We would like to determine how likely it is that the null hypothesis is true. To do so we can simulate the null hypothesis by randomly shuffling the “Maternal Smoker”, i.e. randomly assigning row to be a smoker or non-smoker, and the recomputing the difference in average birthweight. If the null hypothesis is true, the difference in means will be similar to what we observe in actual data.
We can do so with the following function. The first part of the loop generates a new Table with the original birthweight data but randomly shuffled values for
Maternal Smoker. The second part repeats the operations we just performed to compute the difference in average birthweight between the two groups.
def permutation(data, repetitions): """Compute difference in mean birthweight repetitions times using shuffled labels""" diffs =  for i in range(repetitions): # Create new table with birthweights and shuffled smoking labels shuffled_labels = data.sample(with_replacement=False).column("Maternal Smoker") shuffled_table = data.select("Birth Weight").with_column("Shuffled Label",shuffled_labels) # Compute difference in mean birthweight between smoking and not smoking groups means = shuffled_table.group("Shuffled Label", np.mean) diff = means.column("Birth Weight mean").item(0) - means.column("Birth Weight mean").item(1) diffs.append(diff) return np.array(diffs)
Testing it out with a single repetition we see that the re-sampled mean is much lower than the actual mean. However we won’t know if that is meaningful until we simulate many times.
>>> permutation(baby, 1) array([-0.80381797])
Let’s simulate 5000 times, creating a vector of 5000 differences. If we ask how many of the differences are greater than the observed difference?
>>> sim_diffs = permutation(baby, 5000) >>> num_diffs_greater = (abs(sim_diffs) > abs(actual_diff)).sum() >>> num_diffs_greater 0
None! That would suggest we can reject the null hypothesis (for those who have taken statistics, our empirical p-value is less than 1/5000).
This is not a statistics class, my goal is to show you how could use some of the tools that we are learning about (i.e., the tools in your toolbox) to implement statistical analyses (and not just perform a pre-built analysis). And in particular to demonstrate the use of “vectorized” computations.
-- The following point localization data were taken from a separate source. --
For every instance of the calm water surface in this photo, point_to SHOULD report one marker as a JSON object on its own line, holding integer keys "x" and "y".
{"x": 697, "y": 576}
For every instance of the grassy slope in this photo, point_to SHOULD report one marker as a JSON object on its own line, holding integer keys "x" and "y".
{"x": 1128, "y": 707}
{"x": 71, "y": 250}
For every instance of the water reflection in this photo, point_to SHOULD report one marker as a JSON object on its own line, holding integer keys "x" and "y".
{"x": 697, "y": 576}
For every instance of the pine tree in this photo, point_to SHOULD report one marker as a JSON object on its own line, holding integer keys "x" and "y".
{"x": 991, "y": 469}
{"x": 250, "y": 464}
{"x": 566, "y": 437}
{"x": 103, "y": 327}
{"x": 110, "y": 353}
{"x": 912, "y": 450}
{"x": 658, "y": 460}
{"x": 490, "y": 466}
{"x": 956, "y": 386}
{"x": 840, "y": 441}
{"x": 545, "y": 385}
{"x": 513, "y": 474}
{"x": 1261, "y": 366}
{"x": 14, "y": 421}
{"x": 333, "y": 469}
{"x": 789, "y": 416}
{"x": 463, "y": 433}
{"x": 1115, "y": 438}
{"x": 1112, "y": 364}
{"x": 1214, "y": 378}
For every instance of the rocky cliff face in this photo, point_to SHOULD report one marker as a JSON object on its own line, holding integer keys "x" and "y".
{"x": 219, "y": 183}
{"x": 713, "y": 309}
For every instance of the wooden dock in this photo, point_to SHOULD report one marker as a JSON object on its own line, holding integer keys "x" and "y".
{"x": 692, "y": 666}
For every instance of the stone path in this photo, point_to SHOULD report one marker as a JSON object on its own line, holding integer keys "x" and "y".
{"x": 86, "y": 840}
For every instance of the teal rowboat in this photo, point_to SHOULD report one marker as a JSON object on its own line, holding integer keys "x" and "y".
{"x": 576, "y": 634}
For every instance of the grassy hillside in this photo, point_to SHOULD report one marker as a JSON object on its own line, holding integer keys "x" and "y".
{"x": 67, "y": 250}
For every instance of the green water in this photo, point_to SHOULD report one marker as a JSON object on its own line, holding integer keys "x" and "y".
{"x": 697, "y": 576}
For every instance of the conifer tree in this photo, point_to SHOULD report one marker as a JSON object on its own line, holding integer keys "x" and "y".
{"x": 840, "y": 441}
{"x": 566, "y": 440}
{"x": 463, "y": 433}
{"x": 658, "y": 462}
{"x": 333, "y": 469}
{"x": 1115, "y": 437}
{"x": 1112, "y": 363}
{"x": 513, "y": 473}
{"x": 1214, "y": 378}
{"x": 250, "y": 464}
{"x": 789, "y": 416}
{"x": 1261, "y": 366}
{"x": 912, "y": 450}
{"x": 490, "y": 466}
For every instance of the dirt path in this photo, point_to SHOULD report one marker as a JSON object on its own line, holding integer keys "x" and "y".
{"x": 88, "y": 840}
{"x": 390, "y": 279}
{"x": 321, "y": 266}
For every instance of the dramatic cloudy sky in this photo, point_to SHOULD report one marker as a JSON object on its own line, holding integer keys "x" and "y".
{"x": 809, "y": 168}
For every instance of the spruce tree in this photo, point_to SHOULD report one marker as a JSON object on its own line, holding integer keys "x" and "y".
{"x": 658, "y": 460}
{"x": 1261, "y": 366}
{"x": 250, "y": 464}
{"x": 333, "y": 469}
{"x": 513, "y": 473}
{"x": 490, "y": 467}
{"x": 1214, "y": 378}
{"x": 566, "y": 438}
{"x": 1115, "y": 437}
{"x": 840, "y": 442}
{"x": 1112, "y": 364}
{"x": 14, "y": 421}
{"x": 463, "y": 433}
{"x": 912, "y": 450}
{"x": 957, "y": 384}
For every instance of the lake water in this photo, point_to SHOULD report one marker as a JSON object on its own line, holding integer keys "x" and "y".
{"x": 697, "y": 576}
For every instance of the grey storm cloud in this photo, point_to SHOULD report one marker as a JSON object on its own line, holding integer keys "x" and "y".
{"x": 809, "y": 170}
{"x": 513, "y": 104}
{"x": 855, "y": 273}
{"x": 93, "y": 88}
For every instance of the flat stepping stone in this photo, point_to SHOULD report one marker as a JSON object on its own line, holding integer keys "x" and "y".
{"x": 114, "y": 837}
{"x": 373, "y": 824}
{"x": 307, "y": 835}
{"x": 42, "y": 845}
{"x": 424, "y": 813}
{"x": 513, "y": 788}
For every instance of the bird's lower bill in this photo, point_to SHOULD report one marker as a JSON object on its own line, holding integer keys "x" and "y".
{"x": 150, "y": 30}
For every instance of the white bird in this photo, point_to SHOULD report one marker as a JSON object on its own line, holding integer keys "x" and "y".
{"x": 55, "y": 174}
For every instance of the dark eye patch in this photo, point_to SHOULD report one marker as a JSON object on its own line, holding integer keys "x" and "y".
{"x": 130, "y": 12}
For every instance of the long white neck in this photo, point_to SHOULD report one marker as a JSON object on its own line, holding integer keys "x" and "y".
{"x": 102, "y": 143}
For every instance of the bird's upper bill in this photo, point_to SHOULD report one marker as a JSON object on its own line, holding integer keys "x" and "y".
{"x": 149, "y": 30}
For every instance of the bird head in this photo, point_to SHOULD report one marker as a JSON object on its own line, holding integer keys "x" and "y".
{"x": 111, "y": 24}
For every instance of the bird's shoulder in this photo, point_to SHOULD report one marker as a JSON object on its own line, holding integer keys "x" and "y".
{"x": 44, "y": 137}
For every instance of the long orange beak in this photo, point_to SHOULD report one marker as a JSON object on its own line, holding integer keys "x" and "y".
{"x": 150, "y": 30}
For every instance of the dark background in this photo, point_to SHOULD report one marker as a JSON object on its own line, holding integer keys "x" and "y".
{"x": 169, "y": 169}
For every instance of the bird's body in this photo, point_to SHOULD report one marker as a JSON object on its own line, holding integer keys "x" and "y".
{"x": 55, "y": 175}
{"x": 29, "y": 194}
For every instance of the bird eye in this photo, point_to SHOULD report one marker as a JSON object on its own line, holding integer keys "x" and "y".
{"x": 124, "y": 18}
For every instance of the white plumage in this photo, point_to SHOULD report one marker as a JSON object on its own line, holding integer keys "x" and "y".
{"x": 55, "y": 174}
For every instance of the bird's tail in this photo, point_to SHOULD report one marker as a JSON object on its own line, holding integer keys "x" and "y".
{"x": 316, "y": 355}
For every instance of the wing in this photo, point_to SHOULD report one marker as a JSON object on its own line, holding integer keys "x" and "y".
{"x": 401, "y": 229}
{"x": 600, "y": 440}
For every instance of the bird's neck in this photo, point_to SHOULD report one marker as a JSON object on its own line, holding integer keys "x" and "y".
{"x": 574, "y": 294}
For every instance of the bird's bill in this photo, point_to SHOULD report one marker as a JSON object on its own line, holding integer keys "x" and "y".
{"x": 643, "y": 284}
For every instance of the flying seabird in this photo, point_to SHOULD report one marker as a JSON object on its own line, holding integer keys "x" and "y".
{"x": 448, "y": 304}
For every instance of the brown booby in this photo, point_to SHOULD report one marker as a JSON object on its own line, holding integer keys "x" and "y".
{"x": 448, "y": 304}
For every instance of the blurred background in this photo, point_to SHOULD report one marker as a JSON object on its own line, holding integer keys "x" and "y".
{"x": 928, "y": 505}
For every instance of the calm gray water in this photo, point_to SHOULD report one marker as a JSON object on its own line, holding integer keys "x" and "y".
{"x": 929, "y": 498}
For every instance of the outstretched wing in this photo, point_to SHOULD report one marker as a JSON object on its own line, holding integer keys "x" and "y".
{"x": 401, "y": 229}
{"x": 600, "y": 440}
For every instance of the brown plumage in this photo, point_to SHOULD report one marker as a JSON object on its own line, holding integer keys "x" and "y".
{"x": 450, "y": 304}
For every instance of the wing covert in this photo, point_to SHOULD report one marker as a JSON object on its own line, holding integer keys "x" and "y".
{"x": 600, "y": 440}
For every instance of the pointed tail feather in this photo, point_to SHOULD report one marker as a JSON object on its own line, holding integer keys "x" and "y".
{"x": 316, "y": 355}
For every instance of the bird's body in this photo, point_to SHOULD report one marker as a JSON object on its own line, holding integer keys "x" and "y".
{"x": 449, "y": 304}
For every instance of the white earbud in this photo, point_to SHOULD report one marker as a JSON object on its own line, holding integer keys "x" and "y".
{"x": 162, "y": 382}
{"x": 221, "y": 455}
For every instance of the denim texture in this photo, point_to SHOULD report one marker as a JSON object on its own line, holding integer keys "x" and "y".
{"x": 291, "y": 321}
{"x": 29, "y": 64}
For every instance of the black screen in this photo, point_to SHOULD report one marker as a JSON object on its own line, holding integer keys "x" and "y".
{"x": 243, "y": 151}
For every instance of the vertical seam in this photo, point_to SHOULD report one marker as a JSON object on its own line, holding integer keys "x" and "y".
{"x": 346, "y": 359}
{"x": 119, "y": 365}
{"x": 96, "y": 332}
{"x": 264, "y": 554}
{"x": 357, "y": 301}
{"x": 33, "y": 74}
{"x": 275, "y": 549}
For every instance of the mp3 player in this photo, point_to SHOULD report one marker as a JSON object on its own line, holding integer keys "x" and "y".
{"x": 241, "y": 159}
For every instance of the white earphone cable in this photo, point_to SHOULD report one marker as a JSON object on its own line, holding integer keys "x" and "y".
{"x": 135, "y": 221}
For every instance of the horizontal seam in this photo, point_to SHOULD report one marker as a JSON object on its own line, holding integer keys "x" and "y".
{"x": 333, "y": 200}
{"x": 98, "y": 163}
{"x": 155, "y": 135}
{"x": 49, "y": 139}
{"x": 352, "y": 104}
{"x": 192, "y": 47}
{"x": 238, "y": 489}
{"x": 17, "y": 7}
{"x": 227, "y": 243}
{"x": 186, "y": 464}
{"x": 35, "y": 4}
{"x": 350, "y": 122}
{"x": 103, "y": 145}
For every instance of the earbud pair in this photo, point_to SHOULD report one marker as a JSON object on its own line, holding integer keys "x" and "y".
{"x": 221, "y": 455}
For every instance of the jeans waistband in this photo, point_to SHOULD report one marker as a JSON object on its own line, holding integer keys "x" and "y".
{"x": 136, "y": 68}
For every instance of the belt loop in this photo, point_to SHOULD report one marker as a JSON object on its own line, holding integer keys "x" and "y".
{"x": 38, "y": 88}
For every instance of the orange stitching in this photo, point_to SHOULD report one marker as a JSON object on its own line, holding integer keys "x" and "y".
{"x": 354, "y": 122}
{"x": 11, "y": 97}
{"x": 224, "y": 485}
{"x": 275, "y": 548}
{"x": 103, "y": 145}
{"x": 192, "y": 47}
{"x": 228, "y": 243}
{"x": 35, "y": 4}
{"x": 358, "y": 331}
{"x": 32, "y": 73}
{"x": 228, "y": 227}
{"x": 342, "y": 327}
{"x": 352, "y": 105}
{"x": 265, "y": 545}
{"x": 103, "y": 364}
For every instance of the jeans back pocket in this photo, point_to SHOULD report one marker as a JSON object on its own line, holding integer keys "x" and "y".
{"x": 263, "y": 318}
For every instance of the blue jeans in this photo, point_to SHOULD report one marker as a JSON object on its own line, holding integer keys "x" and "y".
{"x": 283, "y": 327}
This “vectorized” approach is very powerful. And not as unfamiliar as it might seem. If you have ever created a formula in Excel in a single cell and then copied it to an entire column, then you have performed a “vectorized” computation. As we described earlier, the benefits of this approach are performance and programmer efficiency. We just implemented some very sophisticated computations very easily. And we did so with function calls, indexing and slicing just as we have done with strings, lists, etc. The challenge is that our tool box just got much bigger! We can’t possible know all the functions available. Instead what we will seek to cultivate is the knowledge that such a function should exist and where to start looking for it. As a practical matter that means there will be many links in our labs and notes to online documentation that you will need to check out.